A hierarchical path-planning method using a navigable graph structure of the environment evaluated via the SIRRT* was proposed in this paper. Conventional global path-planning algorithms find optimal paths by processing entire single-layer environments. In the proposed approach, paths are identified on the intrinsic hierarchical structure; inter- and intra-regional searches are performed. The navigable, environmental graph structure using local map segments and safe junction nodes is defined in the hierarchical path-planning. The inter-regional paths from start regions to goal regions are revealed when navigable graph structures are explored using the Dijkstra graph-search algorithm; the intra-regional paths are computed using the SIRRT*. The hierarchical approach assured stable and efficient performance. The SIRRT* was compared with the IRRT*; the SIRRT* was optimal for the proposed hierarchical path-planning because the SDs of the computational times were lower than those of the IRRT*. Experimentally, hierarchical path-planning using the SIRRT* (over various iterations) afforded efficient, final path convergences (from the start to the end) using few iterations. The proposed method will aid stable and efficient path-planning in large environments.

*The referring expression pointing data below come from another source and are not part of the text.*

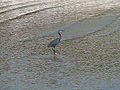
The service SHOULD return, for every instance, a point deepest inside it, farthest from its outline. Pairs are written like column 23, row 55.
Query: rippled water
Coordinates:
column 88, row 58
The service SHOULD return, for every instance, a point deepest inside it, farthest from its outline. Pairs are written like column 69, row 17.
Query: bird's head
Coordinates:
column 60, row 31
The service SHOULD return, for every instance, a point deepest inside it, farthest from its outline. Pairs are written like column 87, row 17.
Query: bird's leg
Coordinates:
column 53, row 50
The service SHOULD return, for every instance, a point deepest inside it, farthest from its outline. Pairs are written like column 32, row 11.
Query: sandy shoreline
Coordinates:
column 91, row 60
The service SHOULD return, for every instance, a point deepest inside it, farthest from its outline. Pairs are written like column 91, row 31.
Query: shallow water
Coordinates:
column 88, row 58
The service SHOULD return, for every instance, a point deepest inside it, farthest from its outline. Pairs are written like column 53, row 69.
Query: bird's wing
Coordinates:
column 54, row 42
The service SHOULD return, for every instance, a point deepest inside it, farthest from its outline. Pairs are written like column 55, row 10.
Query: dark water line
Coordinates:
column 20, row 16
column 24, row 6
column 10, row 5
column 8, row 10
column 34, row 12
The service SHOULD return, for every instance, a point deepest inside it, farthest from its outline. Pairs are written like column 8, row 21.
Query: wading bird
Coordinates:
column 54, row 42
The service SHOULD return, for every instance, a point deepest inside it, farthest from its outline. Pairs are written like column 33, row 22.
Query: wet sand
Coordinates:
column 87, row 62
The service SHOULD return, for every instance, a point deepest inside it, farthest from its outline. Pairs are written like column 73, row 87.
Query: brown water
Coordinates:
column 88, row 57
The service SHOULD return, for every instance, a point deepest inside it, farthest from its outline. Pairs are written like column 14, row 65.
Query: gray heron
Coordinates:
column 54, row 42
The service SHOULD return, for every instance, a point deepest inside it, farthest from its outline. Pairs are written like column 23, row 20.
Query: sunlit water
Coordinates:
column 27, row 26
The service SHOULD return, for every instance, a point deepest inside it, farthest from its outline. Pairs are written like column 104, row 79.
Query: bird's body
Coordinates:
column 54, row 42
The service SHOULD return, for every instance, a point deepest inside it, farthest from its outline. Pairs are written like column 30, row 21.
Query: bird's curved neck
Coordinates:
column 60, row 36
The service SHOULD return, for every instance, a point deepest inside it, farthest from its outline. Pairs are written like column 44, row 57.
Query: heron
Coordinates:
column 54, row 42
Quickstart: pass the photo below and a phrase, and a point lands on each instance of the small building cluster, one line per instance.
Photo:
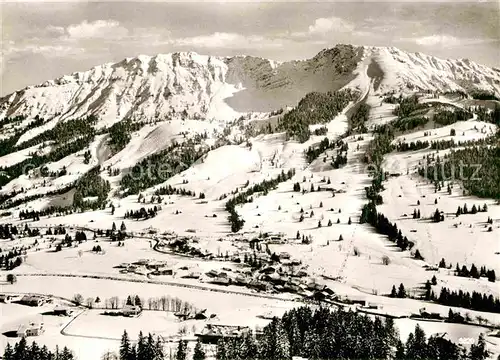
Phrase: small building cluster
(31, 329)
(212, 333)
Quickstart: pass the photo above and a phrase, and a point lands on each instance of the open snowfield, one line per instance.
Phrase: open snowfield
(352, 259)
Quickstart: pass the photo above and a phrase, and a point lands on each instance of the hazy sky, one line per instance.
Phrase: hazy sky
(43, 40)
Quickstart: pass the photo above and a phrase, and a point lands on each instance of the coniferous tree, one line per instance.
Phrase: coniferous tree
(181, 353)
(401, 291)
(199, 353)
(478, 350)
(125, 345)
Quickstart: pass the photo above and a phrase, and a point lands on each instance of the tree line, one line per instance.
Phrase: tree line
(327, 334)
(22, 351)
(313, 108)
(265, 186)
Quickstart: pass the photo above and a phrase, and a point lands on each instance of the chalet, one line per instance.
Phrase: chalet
(268, 270)
(156, 265)
(198, 315)
(212, 333)
(300, 273)
(284, 256)
(32, 329)
(429, 315)
(221, 280)
(163, 271)
(8, 298)
(192, 275)
(62, 311)
(32, 300)
(131, 310)
(212, 273)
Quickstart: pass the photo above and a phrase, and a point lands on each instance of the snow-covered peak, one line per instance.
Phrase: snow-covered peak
(405, 70)
(187, 84)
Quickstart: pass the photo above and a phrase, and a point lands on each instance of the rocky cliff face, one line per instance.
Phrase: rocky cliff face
(188, 85)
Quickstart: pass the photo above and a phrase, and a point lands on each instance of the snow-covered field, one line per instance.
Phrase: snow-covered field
(343, 254)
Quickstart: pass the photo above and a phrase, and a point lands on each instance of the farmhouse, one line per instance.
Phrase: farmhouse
(32, 329)
(32, 300)
(7, 298)
(131, 310)
(62, 311)
(212, 333)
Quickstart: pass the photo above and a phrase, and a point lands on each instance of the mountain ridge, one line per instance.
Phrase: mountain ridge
(190, 85)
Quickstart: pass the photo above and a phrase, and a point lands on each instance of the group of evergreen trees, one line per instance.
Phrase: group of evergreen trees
(474, 273)
(56, 153)
(474, 301)
(406, 106)
(160, 166)
(313, 152)
(7, 231)
(142, 213)
(243, 197)
(146, 348)
(445, 117)
(11, 259)
(326, 334)
(410, 123)
(412, 146)
(399, 293)
(170, 190)
(474, 209)
(477, 167)
(359, 117)
(91, 185)
(22, 351)
(384, 226)
(119, 133)
(314, 108)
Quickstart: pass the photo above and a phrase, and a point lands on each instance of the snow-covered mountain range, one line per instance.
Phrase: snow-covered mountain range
(189, 85)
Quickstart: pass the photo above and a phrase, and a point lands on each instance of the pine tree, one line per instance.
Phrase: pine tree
(141, 348)
(400, 351)
(199, 354)
(478, 350)
(125, 345)
(394, 292)
(401, 291)
(181, 353)
(8, 352)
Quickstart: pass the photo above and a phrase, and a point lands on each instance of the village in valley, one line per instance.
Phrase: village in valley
(185, 206)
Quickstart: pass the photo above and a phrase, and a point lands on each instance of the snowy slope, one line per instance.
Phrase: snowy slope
(404, 70)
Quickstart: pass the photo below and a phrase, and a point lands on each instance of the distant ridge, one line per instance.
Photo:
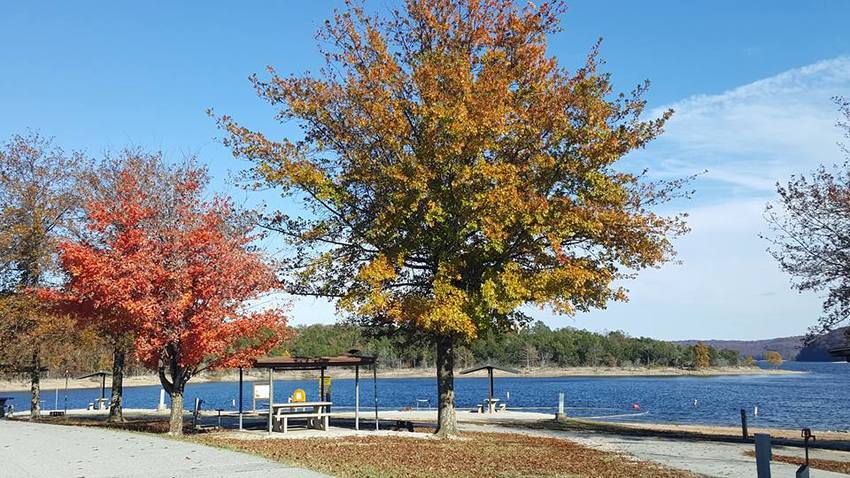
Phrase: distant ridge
(791, 348)
(788, 347)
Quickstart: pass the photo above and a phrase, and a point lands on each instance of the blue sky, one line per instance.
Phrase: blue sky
(751, 83)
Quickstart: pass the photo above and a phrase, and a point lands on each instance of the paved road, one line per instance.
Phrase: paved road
(54, 451)
(706, 458)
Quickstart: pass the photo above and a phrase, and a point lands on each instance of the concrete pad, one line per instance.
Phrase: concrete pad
(40, 450)
(706, 458)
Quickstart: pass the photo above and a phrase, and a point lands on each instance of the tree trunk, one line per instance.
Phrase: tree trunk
(175, 422)
(116, 409)
(35, 386)
(446, 417)
(174, 388)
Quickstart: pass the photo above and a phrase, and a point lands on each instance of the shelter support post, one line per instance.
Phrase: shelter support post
(491, 407)
(271, 398)
(357, 397)
(240, 398)
(375, 382)
(322, 384)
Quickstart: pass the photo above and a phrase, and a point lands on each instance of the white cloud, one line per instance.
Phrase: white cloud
(754, 135)
(747, 139)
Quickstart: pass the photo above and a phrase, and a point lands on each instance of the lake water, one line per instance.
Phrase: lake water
(817, 399)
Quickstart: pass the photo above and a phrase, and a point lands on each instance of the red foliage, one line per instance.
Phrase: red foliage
(174, 271)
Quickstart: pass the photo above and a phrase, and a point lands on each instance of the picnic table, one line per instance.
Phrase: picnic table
(316, 414)
(3, 405)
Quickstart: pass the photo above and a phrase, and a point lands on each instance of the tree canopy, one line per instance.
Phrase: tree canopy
(810, 240)
(453, 172)
(178, 272)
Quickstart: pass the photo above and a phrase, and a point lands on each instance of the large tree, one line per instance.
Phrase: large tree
(177, 273)
(452, 172)
(93, 299)
(39, 199)
(811, 233)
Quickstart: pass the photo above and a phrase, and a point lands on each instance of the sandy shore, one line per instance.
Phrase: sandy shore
(256, 375)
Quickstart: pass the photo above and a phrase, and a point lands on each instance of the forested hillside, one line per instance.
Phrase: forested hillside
(536, 346)
(788, 347)
(818, 350)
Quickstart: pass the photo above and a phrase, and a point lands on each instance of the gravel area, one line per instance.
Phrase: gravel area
(54, 451)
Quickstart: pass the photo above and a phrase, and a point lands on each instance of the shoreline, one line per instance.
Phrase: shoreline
(256, 375)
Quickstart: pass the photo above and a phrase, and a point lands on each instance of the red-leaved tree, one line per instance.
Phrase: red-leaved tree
(177, 272)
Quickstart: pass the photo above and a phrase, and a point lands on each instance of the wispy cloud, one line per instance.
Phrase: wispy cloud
(750, 137)
(747, 139)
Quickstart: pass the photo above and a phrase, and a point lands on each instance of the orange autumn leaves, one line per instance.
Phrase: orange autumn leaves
(172, 271)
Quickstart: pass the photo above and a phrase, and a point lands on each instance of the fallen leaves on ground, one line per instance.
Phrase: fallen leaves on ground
(825, 465)
(474, 455)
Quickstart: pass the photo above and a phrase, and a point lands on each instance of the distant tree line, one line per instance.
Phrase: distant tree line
(537, 346)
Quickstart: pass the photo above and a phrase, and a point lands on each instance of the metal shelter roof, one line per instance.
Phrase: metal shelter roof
(99, 373)
(314, 363)
(488, 366)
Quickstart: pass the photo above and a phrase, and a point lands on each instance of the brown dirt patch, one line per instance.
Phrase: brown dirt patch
(473, 456)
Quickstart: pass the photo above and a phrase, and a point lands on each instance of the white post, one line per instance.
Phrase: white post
(271, 398)
(560, 406)
(357, 398)
(763, 455)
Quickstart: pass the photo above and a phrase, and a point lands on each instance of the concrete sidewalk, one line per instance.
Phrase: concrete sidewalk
(55, 451)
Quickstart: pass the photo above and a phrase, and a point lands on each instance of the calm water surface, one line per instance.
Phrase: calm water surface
(817, 399)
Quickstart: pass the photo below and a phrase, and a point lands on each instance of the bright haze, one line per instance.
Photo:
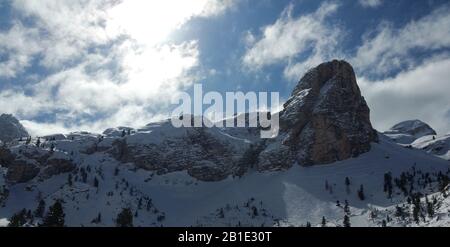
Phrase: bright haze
(93, 64)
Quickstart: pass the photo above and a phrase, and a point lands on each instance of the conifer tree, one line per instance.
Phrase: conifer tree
(361, 195)
(40, 210)
(18, 219)
(324, 222)
(347, 221)
(125, 218)
(55, 216)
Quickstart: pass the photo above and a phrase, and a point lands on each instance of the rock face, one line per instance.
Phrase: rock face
(325, 120)
(205, 153)
(21, 171)
(408, 131)
(438, 146)
(10, 128)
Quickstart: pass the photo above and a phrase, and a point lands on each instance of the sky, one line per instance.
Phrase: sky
(68, 65)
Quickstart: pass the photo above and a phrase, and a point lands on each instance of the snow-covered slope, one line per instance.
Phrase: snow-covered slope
(439, 146)
(280, 198)
(10, 128)
(407, 132)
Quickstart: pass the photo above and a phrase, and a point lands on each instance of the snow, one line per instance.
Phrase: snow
(292, 197)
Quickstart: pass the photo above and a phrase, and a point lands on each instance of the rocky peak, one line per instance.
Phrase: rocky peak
(326, 119)
(407, 132)
(11, 128)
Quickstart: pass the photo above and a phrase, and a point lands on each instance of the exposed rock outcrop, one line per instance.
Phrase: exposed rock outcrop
(21, 171)
(407, 132)
(204, 153)
(11, 128)
(325, 120)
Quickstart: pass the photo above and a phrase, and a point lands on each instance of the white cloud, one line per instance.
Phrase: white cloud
(370, 3)
(388, 49)
(111, 60)
(290, 37)
(419, 93)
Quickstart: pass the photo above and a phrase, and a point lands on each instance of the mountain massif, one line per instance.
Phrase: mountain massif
(327, 167)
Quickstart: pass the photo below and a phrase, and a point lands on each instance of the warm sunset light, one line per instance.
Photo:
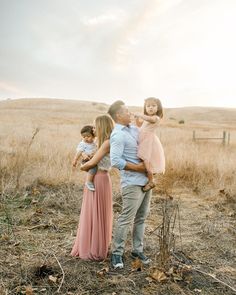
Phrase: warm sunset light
(180, 50)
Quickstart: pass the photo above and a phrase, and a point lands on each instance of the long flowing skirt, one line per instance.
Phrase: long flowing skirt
(95, 225)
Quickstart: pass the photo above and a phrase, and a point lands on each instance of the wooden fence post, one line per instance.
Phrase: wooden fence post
(224, 137)
(228, 138)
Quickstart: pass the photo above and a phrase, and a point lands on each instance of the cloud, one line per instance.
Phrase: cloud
(108, 17)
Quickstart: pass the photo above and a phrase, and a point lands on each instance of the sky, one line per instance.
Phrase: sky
(181, 51)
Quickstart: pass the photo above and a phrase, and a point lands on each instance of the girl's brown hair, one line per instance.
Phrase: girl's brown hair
(159, 112)
(104, 127)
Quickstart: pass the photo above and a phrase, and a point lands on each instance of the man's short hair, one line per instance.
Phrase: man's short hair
(115, 108)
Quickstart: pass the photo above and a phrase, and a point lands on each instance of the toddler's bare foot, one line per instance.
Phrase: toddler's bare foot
(149, 186)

The proposed method assumes a general global planning situation when a robot finds a global path from the start to the goal before it starts to navigate. Although we can use local planners in dynamic environments, global planners also need to cope with dynamic situations in real time. The hierarchical approach can efficiently handle such dynamic situations because it can re-plan the path by performing the intra-regional planning in the changed area and connecting the new intra-regional path with the inter-regional path. Detecting dynamic obstacles and integrating them into the navigation framework in highly dynamic environments need to be investigated in the future. In addition, applying the proposed approach to non-grid-based maps can be valuable for a wide range of practical applications.